Enfin, le dernier professeur qui m’a marquée est mon directeur de recherche actuel, Jocelyn Benoist. Sa recherche étant vertigineusement dense, il m’accompagne toujours de façon extrêmement pertinente dans les différents champs disciplinaires que je parcours ; il est également un interlocuteur très stimulant.

Quel est le livre de philosophie qui vous a particulièrement passionné ? L'auteur pour qui vous avez eu un véritable coup de foudre ?

Je dirais qu’il y a deux œuvres qui ont vraiment été déterminantes dans mon parcours philosophique, bien qu’elles ne soient pas au centre de ma recherche.

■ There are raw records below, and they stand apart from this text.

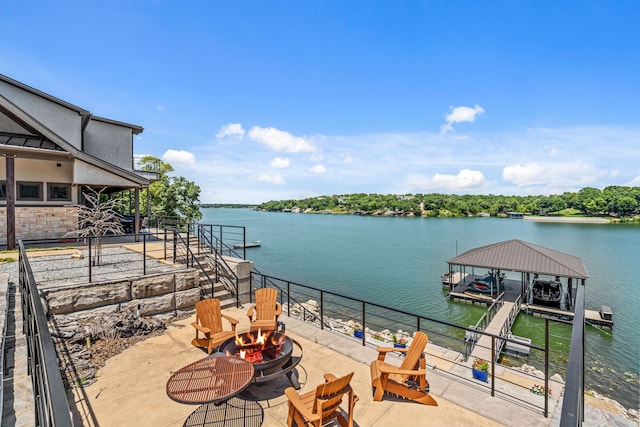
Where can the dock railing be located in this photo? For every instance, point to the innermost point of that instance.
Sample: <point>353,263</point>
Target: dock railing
<point>341,314</point>
<point>572,414</point>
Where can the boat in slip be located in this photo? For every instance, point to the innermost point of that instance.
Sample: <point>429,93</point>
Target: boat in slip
<point>547,292</point>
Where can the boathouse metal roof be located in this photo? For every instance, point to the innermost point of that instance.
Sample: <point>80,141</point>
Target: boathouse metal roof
<point>518,255</point>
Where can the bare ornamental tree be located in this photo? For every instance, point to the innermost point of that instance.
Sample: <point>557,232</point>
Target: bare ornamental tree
<point>97,219</point>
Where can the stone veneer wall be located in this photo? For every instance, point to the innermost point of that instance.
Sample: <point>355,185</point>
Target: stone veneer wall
<point>148,295</point>
<point>40,222</point>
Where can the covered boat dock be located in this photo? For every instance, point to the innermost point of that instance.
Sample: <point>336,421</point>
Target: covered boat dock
<point>512,267</point>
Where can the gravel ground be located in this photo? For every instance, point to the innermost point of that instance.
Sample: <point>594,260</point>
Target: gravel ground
<point>57,270</point>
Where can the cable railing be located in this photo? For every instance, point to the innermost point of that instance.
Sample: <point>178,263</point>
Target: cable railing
<point>103,258</point>
<point>344,314</point>
<point>50,402</point>
<point>225,239</point>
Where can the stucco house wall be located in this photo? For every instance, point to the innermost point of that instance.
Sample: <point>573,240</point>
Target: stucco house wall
<point>56,149</point>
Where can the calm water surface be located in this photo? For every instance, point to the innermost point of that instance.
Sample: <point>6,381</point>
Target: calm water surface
<point>397,262</point>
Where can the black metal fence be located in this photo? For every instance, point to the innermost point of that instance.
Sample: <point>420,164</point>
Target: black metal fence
<point>50,401</point>
<point>3,359</point>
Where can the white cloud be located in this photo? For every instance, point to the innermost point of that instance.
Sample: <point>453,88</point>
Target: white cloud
<point>318,169</point>
<point>553,174</point>
<point>460,114</point>
<point>232,130</point>
<point>280,163</point>
<point>635,182</point>
<point>178,156</point>
<point>465,180</point>
<point>272,178</point>
<point>279,140</point>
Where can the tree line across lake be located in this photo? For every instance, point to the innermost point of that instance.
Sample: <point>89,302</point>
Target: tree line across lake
<point>612,201</point>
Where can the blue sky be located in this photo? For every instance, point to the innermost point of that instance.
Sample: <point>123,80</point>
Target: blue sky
<point>261,100</point>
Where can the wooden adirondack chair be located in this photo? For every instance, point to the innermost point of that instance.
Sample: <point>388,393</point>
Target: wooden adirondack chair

Le premier philosophe que je souhaiterais citer est Schopenhauer, en particulier pour Le Monde comme volonté et comme représentation et De la quadruple racine du principe de raison suffisante. Comme je l’ai dit, j’aime beaucoup la philosophie allemande car celle-ci me fait particulièrement réfléchir. Je trouve passionnant de lire la pensée de Schopenhauer, en particulier lorsqu’on peut la mettre en parallèle avec d’autres pensées néo-kantiennes de l’époque. Je trouve également extrêmement intéressant de mettre en parallèle tout ce bagage kantien qui imprègne ses recherches avec des modèles perceptifs issus des sciences cognitives actuelles. En effet, l’on sait que beaucoup de recherches en sciences cognitives  — en particulier autour de la perception — ont été faites à partir des recherches kantiennes ; je trouve donc cela pertinent d’intégrer Schopenhauer dans ce champ de recherche.

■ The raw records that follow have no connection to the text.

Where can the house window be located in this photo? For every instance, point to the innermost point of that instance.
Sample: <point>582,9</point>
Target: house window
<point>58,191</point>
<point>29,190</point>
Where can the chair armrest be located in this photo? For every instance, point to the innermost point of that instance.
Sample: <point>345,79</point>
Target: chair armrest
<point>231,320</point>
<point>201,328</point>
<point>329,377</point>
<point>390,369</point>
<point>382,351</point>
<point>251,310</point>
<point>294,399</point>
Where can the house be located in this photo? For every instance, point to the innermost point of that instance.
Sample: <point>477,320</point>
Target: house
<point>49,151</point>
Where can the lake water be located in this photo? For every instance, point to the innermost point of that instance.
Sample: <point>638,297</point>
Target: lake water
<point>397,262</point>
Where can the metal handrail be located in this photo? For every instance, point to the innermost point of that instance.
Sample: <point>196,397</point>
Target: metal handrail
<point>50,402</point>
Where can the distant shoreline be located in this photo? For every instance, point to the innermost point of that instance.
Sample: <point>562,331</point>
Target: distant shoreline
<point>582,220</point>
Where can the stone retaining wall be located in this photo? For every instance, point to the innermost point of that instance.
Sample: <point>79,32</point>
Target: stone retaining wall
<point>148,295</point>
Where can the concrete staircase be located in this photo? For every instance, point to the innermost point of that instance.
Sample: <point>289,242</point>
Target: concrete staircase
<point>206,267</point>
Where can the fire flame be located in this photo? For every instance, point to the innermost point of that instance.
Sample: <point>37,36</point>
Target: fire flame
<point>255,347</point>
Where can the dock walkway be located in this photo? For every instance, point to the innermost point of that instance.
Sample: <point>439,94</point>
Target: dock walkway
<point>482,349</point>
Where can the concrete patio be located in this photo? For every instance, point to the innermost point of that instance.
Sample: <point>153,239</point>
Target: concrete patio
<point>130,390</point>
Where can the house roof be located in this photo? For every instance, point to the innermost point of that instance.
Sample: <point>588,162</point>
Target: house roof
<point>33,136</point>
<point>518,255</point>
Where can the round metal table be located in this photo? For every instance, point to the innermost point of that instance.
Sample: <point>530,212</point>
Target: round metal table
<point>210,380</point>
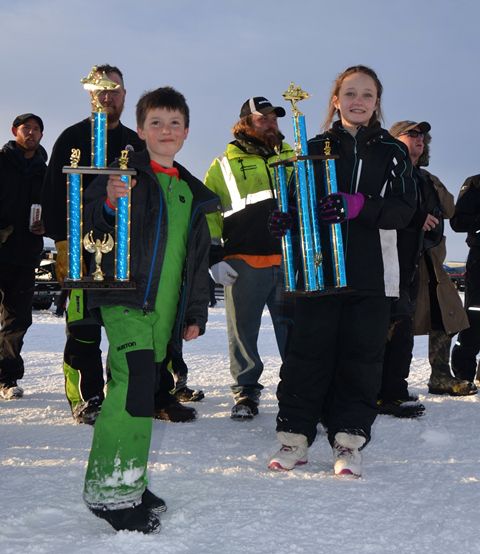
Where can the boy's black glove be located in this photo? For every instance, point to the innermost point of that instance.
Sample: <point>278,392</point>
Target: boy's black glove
<point>279,223</point>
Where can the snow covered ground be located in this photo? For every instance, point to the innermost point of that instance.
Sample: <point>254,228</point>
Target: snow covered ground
<point>419,493</point>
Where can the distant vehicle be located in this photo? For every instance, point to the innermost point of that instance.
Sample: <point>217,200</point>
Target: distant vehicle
<point>456,272</point>
<point>46,285</point>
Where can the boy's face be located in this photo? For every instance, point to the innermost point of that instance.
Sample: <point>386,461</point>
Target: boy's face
<point>164,132</point>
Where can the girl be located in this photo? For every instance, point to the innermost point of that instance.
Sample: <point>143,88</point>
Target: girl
<point>334,367</point>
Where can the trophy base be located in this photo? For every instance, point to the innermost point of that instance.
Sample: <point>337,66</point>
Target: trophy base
<point>106,284</point>
<point>327,291</point>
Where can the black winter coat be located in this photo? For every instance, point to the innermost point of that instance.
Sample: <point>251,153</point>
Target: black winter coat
<point>20,187</point>
<point>148,247</point>
<point>467,211</point>
<point>54,194</point>
<point>377,165</point>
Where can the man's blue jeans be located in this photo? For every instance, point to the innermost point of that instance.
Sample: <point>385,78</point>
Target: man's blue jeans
<point>245,301</point>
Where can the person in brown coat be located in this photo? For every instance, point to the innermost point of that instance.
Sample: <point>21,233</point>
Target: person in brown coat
<point>429,302</point>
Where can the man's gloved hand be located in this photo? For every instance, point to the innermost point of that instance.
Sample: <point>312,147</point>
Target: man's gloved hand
<point>223,273</point>
<point>279,223</point>
<point>37,227</point>
<point>61,264</point>
<point>5,233</point>
<point>340,206</point>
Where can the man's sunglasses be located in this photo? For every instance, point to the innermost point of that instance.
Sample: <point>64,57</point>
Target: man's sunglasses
<point>413,133</point>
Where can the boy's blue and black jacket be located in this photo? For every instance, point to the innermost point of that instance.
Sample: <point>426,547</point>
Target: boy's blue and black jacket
<point>148,241</point>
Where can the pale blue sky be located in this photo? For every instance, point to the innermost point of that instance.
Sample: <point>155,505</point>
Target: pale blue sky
<point>218,53</point>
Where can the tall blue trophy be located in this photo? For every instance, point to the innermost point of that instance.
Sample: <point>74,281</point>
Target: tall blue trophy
<point>78,242</point>
<point>311,258</point>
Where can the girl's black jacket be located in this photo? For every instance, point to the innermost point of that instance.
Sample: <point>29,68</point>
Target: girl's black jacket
<point>377,165</point>
<point>148,241</point>
<point>20,187</point>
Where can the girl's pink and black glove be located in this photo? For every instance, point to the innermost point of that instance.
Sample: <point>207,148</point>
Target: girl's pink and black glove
<point>340,206</point>
<point>279,223</point>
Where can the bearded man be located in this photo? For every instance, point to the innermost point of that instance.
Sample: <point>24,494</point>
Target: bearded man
<point>82,361</point>
<point>245,257</point>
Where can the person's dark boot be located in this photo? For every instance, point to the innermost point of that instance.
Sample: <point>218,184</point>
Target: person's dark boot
<point>453,386</point>
<point>153,502</point>
<point>168,408</point>
<point>138,518</point>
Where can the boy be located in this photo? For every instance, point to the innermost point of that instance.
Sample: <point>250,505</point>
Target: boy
<point>169,264</point>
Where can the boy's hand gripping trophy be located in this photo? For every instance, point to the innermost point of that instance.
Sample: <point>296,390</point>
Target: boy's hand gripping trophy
<point>306,195</point>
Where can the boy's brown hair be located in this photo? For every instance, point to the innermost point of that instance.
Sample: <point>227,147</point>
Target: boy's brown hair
<point>164,97</point>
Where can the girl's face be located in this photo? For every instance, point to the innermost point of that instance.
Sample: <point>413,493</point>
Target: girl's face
<point>357,100</point>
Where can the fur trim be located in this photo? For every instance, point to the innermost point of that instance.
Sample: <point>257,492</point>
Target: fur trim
<point>348,440</point>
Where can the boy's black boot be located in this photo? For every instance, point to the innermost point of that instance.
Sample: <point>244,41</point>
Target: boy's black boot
<point>138,518</point>
<point>168,408</point>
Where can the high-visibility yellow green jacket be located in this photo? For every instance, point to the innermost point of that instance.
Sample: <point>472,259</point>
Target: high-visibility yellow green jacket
<point>245,184</point>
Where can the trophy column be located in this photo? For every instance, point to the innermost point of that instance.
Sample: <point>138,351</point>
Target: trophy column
<point>77,277</point>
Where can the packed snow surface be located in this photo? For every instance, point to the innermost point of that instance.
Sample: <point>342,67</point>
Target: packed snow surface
<point>419,492</point>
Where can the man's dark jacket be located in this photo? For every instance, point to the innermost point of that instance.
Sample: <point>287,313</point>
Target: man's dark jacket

La deuxième œuvre qui ne cesse de me stimuler depuis bientôt plus de quatre ans est celle de Tim Ingold. J’ai tout d’abord été frappée par l’inter et la pluridisciplinarité de sa recherche, étant donné qu’il mêle physique, anthropologie et musique. Mais ce qui a été le plus déterminant dans mes orientations philosophiques a surtout été la perspective interactionniste du vivant qu’il développe — principalement à partir de son background de physicien, qui le pousse à déterminer le vivant comme une synergie particulière — et d’où il s’ensuit un développement d’une anthropologie de la vie très particulière. Je pense sincèrement que les sciences de laboratoire gagneraient beaucoup à lire Ingold.

Quels sont vos projets, vos travaux de recherche ?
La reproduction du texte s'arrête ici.